Was Andrew Jackson Consistent on Internal Improvements?


Having read several books with a Whig orientation recently, I thought that I needed to balance the scales by reading something with a Jacksonian emphasis. Looking over my library, I decided I should re-read Richard Ellis’s The Union at Risk: Jacksonian Democracy, States’ Rights and the Nullification Crisis. I read the book about three years ago and remember liking it a lot; at the same time, I was pretty sure that I had read it too early and without adequate background, and that a lot of it had gone over my head.

Although I am now only 35 or so pages in, I already know that I was right. In the opening pages alone, Professor Ellis briefly delivers insightful analyses of a number of issues including: the different “flavors” (my term) of states’ rights, and why traditional states’ righters could be adamantly opposed to nullification and secession, in theory as well as in practice; procedural details concerning the Cherokee Indian cases (Cherokee Nation v. Georgia and Worcester v. Georgia) that explain why Andrew Jackson was not put in a position in which he had to choose between enforcing or not enforcing the Supreme Court’s order; and the pre-history, as it were, of Andrew Jackson’s mixed feelings and mixed signals concerning the Second Bank of the United States before Henry Clay and Nicholas Biddle openly allied and pushed re-charter in 1832.

For purposes of this post, however, let me highlight one other topic that Professor Ellis raises: Jackson’s approach to internal improvements. The opening chapter contains the best analysis of the issue that I have seen.

Jackson famously vetoed the Maysville Road bill in 1830, denouncing federal funding of projects deemed to be local as unconstitutional. Critics have asserted that Jackson’s veto was arbitrary and based on spite (against Henry Clay), citing the fact that “the federal government spent more money on internal improvements during Jackson’s two administrations than during all the previous administrations combined.”

In just a couple of pages, Professor Ellis convincingly rebuts the charge and argues that Jackson’s “internal improvements policy appears to have been both effective and fairly consistent.” Among other things, Ellis dissects Jackson’s veto messages, which drew careful distinctions among different kinds of improvements. Funding for roads and canals, to which Jackson applied a more stringent test, was (with two exceptions I won’t go into here) largely confined to projects in the territories and the District of Columbia.

Jackson’s veto messages, in contrast, indicate that he believed that maritime projects were more likely to warrant federal involvement.
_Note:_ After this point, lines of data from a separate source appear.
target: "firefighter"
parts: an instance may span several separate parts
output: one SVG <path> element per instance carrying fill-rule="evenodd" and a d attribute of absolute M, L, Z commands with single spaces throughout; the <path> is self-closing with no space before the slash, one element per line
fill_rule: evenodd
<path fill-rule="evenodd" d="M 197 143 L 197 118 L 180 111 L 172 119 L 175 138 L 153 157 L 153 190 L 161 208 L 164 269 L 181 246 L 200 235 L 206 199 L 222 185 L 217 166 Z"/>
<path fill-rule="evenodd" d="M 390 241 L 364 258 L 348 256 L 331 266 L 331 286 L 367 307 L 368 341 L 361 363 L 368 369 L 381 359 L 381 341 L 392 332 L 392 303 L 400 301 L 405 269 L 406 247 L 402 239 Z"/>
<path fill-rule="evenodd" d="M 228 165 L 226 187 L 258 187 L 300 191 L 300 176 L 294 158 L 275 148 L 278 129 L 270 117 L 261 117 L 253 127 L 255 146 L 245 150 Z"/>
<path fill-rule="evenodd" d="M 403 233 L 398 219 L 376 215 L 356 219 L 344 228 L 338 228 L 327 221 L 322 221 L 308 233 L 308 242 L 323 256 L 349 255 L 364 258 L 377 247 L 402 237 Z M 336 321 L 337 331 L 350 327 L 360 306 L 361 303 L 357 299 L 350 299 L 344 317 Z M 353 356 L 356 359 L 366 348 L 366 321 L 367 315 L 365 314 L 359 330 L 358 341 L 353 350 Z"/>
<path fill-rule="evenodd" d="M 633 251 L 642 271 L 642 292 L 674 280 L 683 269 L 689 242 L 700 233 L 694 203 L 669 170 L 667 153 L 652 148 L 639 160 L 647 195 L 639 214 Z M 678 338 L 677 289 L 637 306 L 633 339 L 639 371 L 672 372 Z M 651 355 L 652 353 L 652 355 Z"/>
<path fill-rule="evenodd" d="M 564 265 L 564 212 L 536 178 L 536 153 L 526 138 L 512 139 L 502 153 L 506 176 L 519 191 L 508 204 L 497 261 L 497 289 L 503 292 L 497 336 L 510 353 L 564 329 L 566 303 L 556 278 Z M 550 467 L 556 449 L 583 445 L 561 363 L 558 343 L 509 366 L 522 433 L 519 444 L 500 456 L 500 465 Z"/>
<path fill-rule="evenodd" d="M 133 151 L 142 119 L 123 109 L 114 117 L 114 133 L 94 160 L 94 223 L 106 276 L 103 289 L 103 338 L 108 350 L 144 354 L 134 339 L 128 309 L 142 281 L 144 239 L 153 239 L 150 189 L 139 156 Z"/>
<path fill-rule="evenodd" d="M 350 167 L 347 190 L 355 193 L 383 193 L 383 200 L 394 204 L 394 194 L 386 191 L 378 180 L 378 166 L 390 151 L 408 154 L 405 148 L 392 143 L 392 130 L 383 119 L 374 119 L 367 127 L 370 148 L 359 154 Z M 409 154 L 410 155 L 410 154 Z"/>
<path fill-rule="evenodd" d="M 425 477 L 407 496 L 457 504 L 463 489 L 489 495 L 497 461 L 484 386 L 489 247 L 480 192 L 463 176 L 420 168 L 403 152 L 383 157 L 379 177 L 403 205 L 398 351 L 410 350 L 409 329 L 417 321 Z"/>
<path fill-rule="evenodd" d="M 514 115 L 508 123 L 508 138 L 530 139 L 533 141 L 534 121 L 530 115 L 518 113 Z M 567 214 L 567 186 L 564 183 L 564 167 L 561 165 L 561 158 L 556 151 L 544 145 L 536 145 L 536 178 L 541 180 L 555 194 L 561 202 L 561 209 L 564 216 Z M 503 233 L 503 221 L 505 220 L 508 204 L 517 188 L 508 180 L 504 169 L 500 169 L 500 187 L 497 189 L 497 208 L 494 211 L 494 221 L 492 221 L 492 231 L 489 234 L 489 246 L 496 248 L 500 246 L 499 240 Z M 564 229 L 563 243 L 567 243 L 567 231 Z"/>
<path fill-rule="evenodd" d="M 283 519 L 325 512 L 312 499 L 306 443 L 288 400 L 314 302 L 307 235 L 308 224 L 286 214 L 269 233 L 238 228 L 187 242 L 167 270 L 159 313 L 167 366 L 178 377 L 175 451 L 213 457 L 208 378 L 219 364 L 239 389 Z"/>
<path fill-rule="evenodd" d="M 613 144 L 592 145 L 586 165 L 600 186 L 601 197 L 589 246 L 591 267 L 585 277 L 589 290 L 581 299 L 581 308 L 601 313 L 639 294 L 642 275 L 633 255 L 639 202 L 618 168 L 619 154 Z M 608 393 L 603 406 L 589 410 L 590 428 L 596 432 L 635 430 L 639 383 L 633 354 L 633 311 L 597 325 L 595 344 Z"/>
Consistent with this stated understanding, “[t]he largest and most frequent [federal] expenditure . . . was on lighthouses and river and harbor improvements.” In addition, Professor Ellis points out that prices rose over 50% during the period 1834-1837, so comparing raw dollar expenditures with those in prior years is misleading.

Based on his analysis, Professor Ellis concludes:
The overall effect of Jackson’s policy is to be seen in the fact that most of the expenses for the internal improvements mania of the 1830s were picked up by state and local governments and by private investors, and not by the federal government. It would be too much to argue that Jackson’s policy on internal improvements was absolutely consistent. The issue was simply too vague and complex and too political for that to be possible. But it was a carefully thought out and reasonable response to a very complicated issue that reveals fully his deep belief in states’ rights.